— as local Audit Office continues to build capacity to analyse petroleum sector
CONTRACTS related to Guyana’s oil-and-gas-sector will soon be audited by the Audit Office of Guyana, as this agency is constantly building capacity to analyse almost every aspect of the burgeoning sector. The importance of transparency and accountability is practically implied in this case because it is common knowledge that the oil-and-gas-sector, in any economy, is usually “big business”. Audits help governments and companies maintain a transparent working arrangement, and ensure costs are tightly controlled.
Here in Guyana, the Audit Office is charged with scrutinising the expenditure of public funds on behalf of the Parliament of Guyana.
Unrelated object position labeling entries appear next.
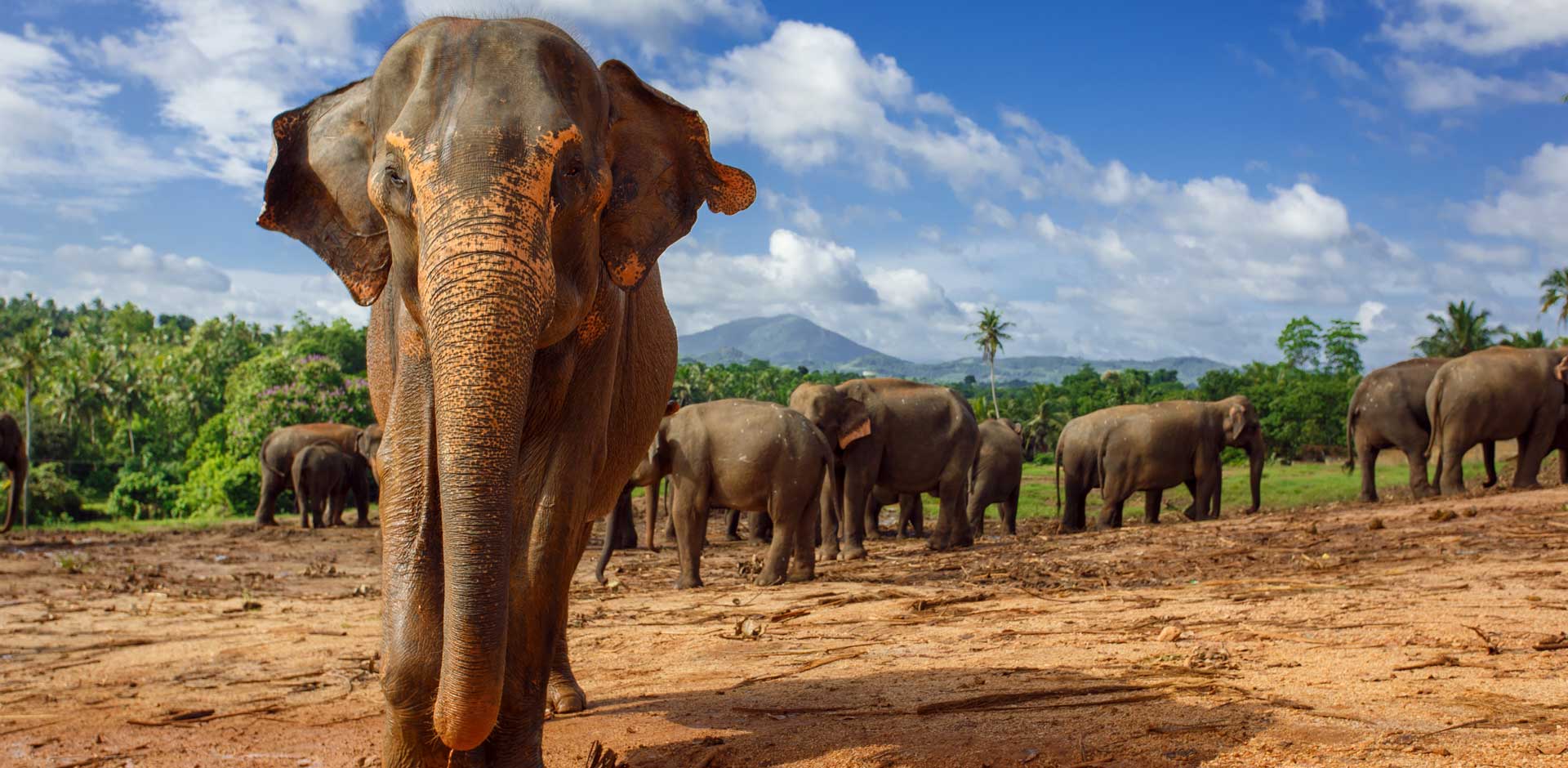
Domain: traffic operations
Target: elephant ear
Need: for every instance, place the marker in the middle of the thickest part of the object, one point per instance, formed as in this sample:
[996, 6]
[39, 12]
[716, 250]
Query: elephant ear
[315, 189]
[1235, 423]
[857, 422]
[662, 172]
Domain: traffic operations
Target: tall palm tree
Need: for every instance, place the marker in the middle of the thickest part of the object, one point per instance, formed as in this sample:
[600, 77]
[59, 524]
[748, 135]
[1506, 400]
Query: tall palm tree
[988, 336]
[1554, 290]
[27, 355]
[1462, 329]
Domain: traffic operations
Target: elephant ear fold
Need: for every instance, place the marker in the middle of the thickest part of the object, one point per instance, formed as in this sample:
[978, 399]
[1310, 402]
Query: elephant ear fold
[662, 172]
[857, 423]
[315, 189]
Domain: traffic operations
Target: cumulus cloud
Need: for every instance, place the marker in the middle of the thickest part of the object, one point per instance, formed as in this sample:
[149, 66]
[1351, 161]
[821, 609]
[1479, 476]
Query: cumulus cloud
[1476, 27]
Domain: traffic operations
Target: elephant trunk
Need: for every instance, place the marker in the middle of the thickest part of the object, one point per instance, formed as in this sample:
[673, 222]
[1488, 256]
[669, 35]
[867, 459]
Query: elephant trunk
[653, 513]
[487, 300]
[18, 486]
[1254, 455]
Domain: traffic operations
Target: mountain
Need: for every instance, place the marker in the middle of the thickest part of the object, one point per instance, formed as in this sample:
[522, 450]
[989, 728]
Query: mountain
[794, 341]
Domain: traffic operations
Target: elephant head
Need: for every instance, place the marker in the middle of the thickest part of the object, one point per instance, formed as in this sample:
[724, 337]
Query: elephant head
[1242, 430]
[841, 417]
[501, 181]
[653, 469]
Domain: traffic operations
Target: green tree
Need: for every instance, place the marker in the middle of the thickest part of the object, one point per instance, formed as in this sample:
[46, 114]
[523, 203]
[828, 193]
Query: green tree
[1343, 346]
[1300, 342]
[29, 353]
[1554, 290]
[988, 336]
[1459, 331]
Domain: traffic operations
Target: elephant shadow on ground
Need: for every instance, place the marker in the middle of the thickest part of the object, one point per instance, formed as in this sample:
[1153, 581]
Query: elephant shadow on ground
[937, 718]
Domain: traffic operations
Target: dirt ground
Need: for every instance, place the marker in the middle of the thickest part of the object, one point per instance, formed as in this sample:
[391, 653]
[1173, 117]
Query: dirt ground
[1394, 633]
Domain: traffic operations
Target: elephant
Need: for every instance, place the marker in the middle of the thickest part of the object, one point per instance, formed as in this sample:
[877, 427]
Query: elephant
[501, 203]
[742, 455]
[1390, 411]
[906, 436]
[322, 477]
[1152, 447]
[13, 453]
[1498, 394]
[998, 474]
[283, 444]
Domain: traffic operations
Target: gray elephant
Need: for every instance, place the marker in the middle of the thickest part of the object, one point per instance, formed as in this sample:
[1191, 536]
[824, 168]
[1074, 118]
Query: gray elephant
[281, 447]
[905, 436]
[744, 455]
[1152, 447]
[998, 474]
[1390, 411]
[1498, 394]
[13, 453]
[322, 479]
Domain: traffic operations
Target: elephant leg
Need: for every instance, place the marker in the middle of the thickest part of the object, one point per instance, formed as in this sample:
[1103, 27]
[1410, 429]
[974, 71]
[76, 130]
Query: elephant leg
[828, 520]
[952, 529]
[804, 558]
[775, 563]
[272, 486]
[911, 515]
[564, 694]
[857, 494]
[731, 524]
[690, 515]
[1075, 516]
[1366, 461]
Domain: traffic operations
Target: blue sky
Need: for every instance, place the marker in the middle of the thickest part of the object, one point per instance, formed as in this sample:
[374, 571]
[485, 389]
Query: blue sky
[1121, 179]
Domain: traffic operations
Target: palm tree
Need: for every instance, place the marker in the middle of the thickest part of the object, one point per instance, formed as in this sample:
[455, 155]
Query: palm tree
[1554, 290]
[988, 336]
[27, 355]
[1462, 331]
The office conducts financial audits of all publicly funded entities, including donor-funded entities, local Government agencies and trade unions, in Guyana.
By virtue of its mandate, the Audit Office is placed at the fore of any push for accountability and transparency, especially in cases related to new and emerging sectors.
The Working Group on audit of Extractive Industries (WGEI) — a product of the International Organisation of Supreme Audit Institutions — has said that building strong institutions is vital to Natural Resource Management. “Citizens are excited about the benefits that come along with oil discoveries and at the same time elites are worried about the so called resource curse as it has been witnessed in some resource rich countries,” the working group posited, adding that many studies put emphasis on good governance that entails transparency and accountability as the solution to the oil curse. The working group has advised that cost recovery and compliance audits would be very vital under Production Sharing Agreements (PSA) regime and service contracts, whereas, value for money and financial audits may be critical under the concessionary arrangements.
COMMITTED TO REVIEW
Locally, the Government has already committed to reviewing all the provisions in the PSA with ExxonMobil and identifying areas where Guyana can “get more” for its natural patrimony. Under the PSA governing the Stabroek Block, Guyana will be receiving, at minimum, two per cent royalty on all oil produced in the Block, plus 12.5 per cent profit oil.
As the capital and operating costs are liquidated, Guyana’s share of profit oil will increase, rising up to 52 per cent return on every barrel of oil sold.
ExxonMobil Guyana has made 18 discoveries at the Stabroek Block, offshore Guyana, since May 2015 and began production in December 2019 from the Liza Phase one development project.
And the Liza well represents only the tip of the iceberg, in terms of investments, as the company has committed to investing more than US$9 billion in its new Payara development, the largest single foreign investment in Guyana’s history.
Ahead of the anticipated advancements in this nascent sector, the audit office is positioning itself to ensure that accountability is maintained.
For some time now, the Audit Office, according to Auditor General, Deodat Sharma, has been working with the British Columbia Audit Office and the Canadian Audit and Accountability Foundation to build capacity to audit various aspects of the oil-and-gas-sector.
Under the guidance of the partnering agencies, the local audit office has been able to conduct a performance audit of Guyana’s preparedness for Marine Oil Spill Response.
“We already started this… we have done 70 per cent of the audit on if we are prepared in the case of an oil spill… is only COVID [COVID-19] make it hold up, but we are hoping to issue the report on this one shortly,” Sharma said during a recent interview with the Guyana Chronicle.
The office, after this is completed, will be moving to other areas like gas flaring and the auditing of oil contracts.
Specific to the contracts, Sharma said, the office should have the capacity to audit those a few years from now.
“We are getting our training… it is a new area and just like everybody else we are trying to get a grasp of it,” the Auditor General said.
Most of the training is being conducted online due to the pervasive COVID-19 pandemic, but Sharma remains confident that the result of the exercises would still be effective.
The Guyana Revenue Authority (GRA) has already audited the over US$460M in pre-contract cost provided by ExxonMobil while searching for oil in Guyana.
Esso Exploration and Production Guyana Limited (EEPGL), a subsidiary of ExxonMobil, has stated that pre-contract cost incurred under the 1999 Petroleum Agreement prior to the year ended 2015 amounted to US$460,237,918.
They broke this down stating that the drilling of the Liza 1 well cost US$230M; seismic surveys on 20,000 km of ocean floor cost US$140M; US$25M on overhead costs and the payment of critical persons such as geo-scientists, engineers and geologists amounted to over US$65M.